Oracle to Splash ECM Market with ‘Tsunami’


It’s no secret that Oracle has been considering a dip in
the enterprise content management well, especially after companies like
Microsoft , IBM and EMC made such a splash in the sector over the last year.


This week, research group Ovum revealed that the Oracle
enterprise content management (ECM) project, code-named Tsunami, will launch by the
end of the year.


According to Alan Pelz-Sharpe, vice president of software and services at
Ovum, Oracle envisions Tsunami as a major upgrade to its Collaboration
Suite, delivering functionality that scales to tens of thousands of seats.


Not only will it boost the Collaboration Suite Oracle has been trying to
improve for so long, but it will help Oracle be more competitive with
Microsoft in its data management business.


Pelz-Sharpe said Oracle is angling for a major piece of the unstructured
data management (UDM) market, a part of ECM that covers the management of
files, such as e-mails, spreadsheets and audio and video clips.

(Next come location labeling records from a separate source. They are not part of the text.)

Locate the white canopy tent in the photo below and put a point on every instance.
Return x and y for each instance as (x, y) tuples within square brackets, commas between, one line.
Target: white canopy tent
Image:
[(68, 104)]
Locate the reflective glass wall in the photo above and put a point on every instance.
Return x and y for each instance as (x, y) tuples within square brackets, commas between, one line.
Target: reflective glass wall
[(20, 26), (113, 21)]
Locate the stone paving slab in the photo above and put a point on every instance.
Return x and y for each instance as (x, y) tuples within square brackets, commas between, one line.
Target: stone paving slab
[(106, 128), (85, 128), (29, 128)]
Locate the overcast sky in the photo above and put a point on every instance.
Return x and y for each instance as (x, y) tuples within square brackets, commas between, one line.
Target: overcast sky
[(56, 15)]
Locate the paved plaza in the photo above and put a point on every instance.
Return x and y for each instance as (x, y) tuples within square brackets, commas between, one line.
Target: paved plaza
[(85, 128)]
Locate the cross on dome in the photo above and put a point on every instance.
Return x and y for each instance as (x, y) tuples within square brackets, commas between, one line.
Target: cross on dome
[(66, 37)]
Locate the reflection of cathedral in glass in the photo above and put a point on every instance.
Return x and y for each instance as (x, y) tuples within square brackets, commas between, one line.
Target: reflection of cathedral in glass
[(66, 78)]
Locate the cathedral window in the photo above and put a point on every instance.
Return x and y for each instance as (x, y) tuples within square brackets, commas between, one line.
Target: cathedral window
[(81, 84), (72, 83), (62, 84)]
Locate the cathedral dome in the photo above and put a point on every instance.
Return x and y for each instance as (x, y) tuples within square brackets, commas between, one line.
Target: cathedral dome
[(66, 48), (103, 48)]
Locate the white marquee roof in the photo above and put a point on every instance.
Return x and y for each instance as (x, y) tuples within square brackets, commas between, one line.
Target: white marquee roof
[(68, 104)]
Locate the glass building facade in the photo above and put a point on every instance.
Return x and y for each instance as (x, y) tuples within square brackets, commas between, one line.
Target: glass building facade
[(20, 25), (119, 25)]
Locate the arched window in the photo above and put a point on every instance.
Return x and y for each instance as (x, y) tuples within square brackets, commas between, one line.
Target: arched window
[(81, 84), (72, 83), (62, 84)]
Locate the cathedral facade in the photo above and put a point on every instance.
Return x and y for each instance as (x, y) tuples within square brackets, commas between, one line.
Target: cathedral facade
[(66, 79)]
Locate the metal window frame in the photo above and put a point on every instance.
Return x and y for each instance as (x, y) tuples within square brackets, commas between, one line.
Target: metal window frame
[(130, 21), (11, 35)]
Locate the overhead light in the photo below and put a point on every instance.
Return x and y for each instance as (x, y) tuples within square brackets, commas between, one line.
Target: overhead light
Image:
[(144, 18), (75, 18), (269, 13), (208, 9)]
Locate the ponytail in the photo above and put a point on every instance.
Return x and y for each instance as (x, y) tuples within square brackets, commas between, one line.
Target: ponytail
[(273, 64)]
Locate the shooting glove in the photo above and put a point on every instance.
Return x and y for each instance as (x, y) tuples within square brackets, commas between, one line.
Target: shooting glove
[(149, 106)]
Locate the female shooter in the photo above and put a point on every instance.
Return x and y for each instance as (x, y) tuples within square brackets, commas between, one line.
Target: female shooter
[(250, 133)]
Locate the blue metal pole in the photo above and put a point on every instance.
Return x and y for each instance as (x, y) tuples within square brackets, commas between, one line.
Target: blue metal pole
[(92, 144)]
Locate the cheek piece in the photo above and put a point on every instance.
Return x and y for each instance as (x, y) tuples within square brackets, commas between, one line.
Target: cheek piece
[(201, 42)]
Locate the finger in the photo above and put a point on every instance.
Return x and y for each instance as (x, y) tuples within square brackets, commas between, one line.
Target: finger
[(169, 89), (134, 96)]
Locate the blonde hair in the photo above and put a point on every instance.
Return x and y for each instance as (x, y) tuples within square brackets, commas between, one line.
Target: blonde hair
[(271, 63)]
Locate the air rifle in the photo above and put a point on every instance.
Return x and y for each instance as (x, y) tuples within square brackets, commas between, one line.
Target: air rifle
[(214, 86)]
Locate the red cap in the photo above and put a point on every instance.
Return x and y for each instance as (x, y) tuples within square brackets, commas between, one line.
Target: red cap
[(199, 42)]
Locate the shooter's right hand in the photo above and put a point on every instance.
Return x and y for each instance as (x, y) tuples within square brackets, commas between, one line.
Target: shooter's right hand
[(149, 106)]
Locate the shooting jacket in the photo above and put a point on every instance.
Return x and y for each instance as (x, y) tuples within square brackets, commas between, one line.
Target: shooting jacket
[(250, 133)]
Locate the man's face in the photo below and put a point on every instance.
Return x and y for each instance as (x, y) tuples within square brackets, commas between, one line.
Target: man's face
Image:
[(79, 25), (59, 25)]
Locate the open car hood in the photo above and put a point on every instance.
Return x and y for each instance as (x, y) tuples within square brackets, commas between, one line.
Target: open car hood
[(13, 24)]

In a statement issued late Thursday, Oracle acknowledged that its
applications division is looking to give its content management capabilities
a boost.


“We have leveraged our expertise in the management of unstructured data to
deliver a significant upgrade to our content management capabilities,” said
Greg Doherty, vice president, Oracle Collaboration Suite. “This offering
will be made available in future releases of Oracle Collaboration Suite and
illustrates our commitment to being a market leader in all areas of
information management.”


That Oracle wishes to be a leader in information management is no surprise.
The company’s core expertise is data management by way of its database
technology.


Oracle, EMC, Microsoft and IBM see this space as a veritable cash cow, and
many analysts agree. A number of compliance regulations from government
agencies demand sensitive files such as health records be saved for a
set number of years.


Pelz-Sharpe said Tsunami follows Microsoft’s success with its SharePoint
play, which he claimed has seen great success in the low and mid market with
over 20 million seats currently deployed. Oracle, he said, is following
Microsoft’s SharePoint model rather than IBM’s document management approach,
opting for delivering UDM as infrastructure.


Not everyone is sold on Oracle’s prospects. Butler Group analyst Susan
Clarke called Tsunami “long overdue,” noting that it should compete
best with SharePoint, but that IBM and EMC are ahead of Oracle.

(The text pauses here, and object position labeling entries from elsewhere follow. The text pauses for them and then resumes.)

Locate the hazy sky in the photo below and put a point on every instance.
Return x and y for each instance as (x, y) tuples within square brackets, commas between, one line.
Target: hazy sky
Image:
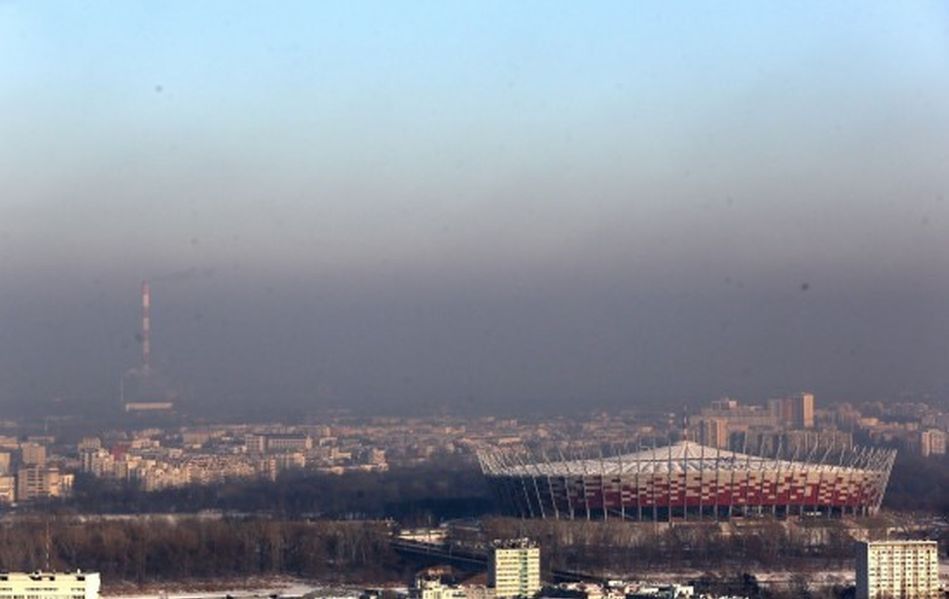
[(477, 204)]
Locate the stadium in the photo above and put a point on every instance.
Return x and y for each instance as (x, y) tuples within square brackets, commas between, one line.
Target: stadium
[(687, 480)]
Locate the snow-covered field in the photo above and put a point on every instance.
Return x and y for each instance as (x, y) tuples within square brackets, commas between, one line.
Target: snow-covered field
[(249, 589)]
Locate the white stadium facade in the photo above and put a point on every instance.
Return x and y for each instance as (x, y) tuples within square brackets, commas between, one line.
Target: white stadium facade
[(687, 480)]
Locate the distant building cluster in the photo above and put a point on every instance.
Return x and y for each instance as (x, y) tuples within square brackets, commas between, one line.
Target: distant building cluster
[(790, 428), (49, 585), (158, 460)]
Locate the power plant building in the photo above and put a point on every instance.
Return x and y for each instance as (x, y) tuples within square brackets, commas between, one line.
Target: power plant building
[(514, 568)]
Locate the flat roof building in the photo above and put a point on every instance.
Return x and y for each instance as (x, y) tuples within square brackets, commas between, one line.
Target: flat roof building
[(49, 585), (514, 568), (897, 569)]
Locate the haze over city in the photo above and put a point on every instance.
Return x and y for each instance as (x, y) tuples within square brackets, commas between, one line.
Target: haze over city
[(477, 207)]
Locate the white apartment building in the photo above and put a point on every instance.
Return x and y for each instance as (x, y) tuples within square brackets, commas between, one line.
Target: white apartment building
[(514, 568), (898, 569), (432, 588), (49, 585)]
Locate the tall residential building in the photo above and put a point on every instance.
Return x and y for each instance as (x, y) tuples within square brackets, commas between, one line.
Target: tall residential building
[(514, 568), (7, 489), (713, 432), (932, 442), (897, 569), (32, 454), (795, 411), (47, 585), (432, 588), (41, 482)]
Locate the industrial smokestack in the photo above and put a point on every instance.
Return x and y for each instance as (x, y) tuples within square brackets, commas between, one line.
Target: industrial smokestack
[(146, 327)]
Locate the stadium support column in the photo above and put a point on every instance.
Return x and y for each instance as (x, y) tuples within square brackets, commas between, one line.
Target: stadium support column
[(718, 477), (653, 477), (702, 486), (524, 473), (639, 499)]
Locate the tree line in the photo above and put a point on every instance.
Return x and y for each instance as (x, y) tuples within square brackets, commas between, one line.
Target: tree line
[(160, 548)]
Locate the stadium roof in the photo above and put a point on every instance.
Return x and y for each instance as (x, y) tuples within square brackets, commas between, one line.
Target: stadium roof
[(679, 457)]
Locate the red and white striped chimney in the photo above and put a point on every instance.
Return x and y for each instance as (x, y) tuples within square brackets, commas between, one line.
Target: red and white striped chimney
[(146, 326)]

“For organizations that need full-blown ECM functionality with features such
as records management to help them comply with the growing raft of
regulations, one of the vendors with complete offerings such as EMC, or IBM
will provide the functionality they require,” Clarke told
internetnews.com. “It is difficult to see
where Oracle will be able to compete in this type of situation.”


What is easy to see is why Oracle is so interested in this market, which
Forrester Research said will be worth as much as $3.6 billion by 2006.